AAPG Special Volumes


P. Boult and J. Kaldi, eds., 2005, Evaluating fault and cap rock seals: AAPG Hedberg Series, no. 2, p. 247-260.


Copyright copy2005 by The American Association of Petroleum Geologists.

Formation Fluids in Faulted Aquifers: Examples from the Foothills of Western Canada and the North West Shelf of Australia

J. R. Underschultz,1 C. J. Otto,1 R. Bartlett2

1Commonwealth Scientific and Industrial Research Organization Petroleum, Bentley, Western Australia, Australia
2Hydro-Fax Resources Ltd., Calgary, Alberta, Canada


We thank Commonwealth Scientific and Industrial Research Organization Petroleum and Hydro-Fax Resources Ltd for supporting the publication of this work. Appreciation is due to Pat Ward, who instigated the initial hydrodynamic work at Moose Mountain. We are grateful for thought-provoking discussions with Allison Hennig, Dan Barson, and Kent Wilkinson. Comments from Jennifer Adams, Jenny Stedmon, and Tim Wood and technical reviews by Barb Tilley, Neil Tupper, and John Kaldi helped improve this chapter.


Faults and fault zones commonly represent key geological factors in determining migration fairways and assessing the retention and leakage history for hydrocarbons in the subsurface. Although formation pressure data are sparsely acquired from within fault zones themselves, hydrodynamic analysis of faulted aquifers can be used as an indirect indicator of the fault zone hydraulic properties. Case studies from the foothills of Western Canada and the North West Shelf of Australia are used to define a workflow for hydrodynamic analysis in faulted strata and to identify the manifestation of fault zone hydraulic properties on adjacent aquifer pressure systems for various tectonic settings.

Faults with significant displacement can form hydraulic barriers.
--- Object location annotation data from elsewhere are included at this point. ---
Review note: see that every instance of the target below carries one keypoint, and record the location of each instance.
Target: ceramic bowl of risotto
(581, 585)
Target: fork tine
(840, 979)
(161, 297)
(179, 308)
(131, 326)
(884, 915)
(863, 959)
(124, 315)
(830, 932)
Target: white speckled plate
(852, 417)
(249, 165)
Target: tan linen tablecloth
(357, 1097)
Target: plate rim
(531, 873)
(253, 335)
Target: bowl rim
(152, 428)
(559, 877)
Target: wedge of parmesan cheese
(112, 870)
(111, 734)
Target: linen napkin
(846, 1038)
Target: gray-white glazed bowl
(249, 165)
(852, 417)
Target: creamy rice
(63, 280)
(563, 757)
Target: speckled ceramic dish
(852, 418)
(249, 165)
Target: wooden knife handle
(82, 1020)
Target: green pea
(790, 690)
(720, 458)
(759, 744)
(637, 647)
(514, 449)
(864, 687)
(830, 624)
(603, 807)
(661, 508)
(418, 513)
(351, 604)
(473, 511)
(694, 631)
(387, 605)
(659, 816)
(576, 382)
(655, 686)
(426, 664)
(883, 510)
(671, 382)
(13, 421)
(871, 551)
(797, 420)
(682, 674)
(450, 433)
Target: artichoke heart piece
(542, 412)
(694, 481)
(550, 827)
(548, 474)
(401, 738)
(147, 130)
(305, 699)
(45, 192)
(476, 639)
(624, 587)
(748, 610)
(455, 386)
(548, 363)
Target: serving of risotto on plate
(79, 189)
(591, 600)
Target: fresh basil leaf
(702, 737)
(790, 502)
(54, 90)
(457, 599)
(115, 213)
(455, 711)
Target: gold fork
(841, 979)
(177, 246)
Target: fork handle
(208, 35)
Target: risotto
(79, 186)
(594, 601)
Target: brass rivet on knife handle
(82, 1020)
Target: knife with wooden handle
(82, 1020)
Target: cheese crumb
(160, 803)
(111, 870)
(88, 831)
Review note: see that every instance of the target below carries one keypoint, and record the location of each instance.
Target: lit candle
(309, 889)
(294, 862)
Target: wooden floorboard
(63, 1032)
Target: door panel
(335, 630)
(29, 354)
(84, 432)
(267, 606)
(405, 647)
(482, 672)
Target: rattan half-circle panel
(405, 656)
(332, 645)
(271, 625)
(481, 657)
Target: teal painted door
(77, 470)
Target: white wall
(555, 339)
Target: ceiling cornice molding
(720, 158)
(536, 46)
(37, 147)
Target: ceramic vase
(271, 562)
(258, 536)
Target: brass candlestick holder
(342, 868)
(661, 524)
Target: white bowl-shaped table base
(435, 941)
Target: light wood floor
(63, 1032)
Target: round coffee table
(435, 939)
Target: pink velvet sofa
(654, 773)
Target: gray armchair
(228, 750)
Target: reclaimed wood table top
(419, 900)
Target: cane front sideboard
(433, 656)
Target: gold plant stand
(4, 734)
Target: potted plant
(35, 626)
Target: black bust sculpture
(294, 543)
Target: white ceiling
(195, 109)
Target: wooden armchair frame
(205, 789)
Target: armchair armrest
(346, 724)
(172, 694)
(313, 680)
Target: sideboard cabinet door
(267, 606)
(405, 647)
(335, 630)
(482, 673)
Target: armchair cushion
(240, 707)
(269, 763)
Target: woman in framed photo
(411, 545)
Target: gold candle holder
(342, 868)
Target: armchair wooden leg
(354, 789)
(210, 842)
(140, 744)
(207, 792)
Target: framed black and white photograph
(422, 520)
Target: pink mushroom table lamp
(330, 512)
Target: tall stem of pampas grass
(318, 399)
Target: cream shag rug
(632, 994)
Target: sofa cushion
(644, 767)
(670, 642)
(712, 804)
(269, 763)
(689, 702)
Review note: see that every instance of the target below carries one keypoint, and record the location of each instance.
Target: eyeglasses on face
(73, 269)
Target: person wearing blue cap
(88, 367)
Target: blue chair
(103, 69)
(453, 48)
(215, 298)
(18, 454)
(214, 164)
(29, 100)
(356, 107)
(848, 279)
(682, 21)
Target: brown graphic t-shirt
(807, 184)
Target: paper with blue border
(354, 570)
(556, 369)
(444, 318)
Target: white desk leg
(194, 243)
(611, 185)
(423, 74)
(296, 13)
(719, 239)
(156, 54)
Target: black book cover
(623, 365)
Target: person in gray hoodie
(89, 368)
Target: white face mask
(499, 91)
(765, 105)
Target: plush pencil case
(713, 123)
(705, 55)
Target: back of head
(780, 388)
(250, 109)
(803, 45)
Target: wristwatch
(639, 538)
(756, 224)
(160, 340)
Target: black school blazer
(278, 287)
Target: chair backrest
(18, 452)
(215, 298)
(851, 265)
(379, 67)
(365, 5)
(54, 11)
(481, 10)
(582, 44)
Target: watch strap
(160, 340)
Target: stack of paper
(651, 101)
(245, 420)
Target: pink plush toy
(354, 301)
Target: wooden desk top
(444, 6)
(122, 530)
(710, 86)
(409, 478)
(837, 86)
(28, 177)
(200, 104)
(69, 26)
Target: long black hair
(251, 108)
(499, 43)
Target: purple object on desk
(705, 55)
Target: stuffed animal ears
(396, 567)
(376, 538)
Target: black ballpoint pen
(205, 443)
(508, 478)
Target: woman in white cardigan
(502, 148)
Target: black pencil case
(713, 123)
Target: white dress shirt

In this case, fluid flow in the aquifer next to the fault is predominantly parallel to the structural grain, and a discontinuity occurs in the potentiometric surface for the aquifer being crosscut. Localized hydraulic communication (leakage), either across a fault in an aquifer or vertically along a fault zone between aquifers, tends to occur (1) where the fault zone bends out of plane from the dominant stress field; (2) where the main structural grain is crosscut by steeply dipping high-angle faults; or (3) where deformation is transferred from one fault zone to another through a relay zone or transfer fault. These are manifest by chemical or thermal anomalies and potentiometric highs or lows closed against the fault trace. Although conditions of fault zone conductivity tend to be localized, they can limit the trapping potential of structural closures by allowing the leakage and further migration of hydrocarbons.